Habe eine Distanz von max. 12m (zum verlegen der Kabel).


Ein weiteres Problem habe ich noch: 
Bei dem Magnat System fehlt eine Rear Box. Die ist leider kaputt gegangen.
Leider finde ich diesen Rear Speaker nicht im Netz. (denk mal zu alt) Kann man den Center Speaker als Rear zweckentfremden?

Zu guter Letzt:
Der Subwoofer. Kann ich den Subwoofer so ohne weiteres an den Receiver anschliessen (PASSIV SUB) oder brauch man noch einen extra Verstärker?! Also ich meine der Receiver hätte extra so einen Verstärker integriert oder irre ich mich da?!

Tut mir leid für diese "doofen Fragen".


----------



## Sash (1. Februar 2010)

*AW: Surround System...Fragen über Fragen...*

eigentlich wird ein sub aktiv betrieben, also er hat selber einen versärker. ist doch bestimmt ein stromkabel dabei, oder? und wenn du den center als rear nimmst, fehlt dir doch ein center, oder? könntest du aber machen, auch wenn center der wichtigste ist. als kabel würde ich 2.5mm nehmen, aber 1.5 reichen auch.


----------



## flasha (1. Februar 2010)

*AW: Surround System...Fragen über Fragen...*

Aber ist es den "technisch" möglich den Center als Rear zu nutzen?! Oder muss man dann Nebeneffekte in Kauf nehmen?
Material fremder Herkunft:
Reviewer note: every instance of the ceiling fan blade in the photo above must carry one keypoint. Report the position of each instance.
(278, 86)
Würd mich dann nach einem alternativen Center umschauen.

Am Sub ist kein Stromanschluss vorhanden.


----------



## Herbboy (1. Februar 2010)

*AW: Surround System...Fragen über Fragen...*

Auf dem Foto sieht man den Center leider nicht, aber wenn der genauso aussieht wie die anderen, oder wenn eine von den 4 Boxen sogar der center IST  dann ist es völlig egal, ob du den als Center oder Rear oder Front benutzt. Das sind dann einfach 5x die gleichen Boxen.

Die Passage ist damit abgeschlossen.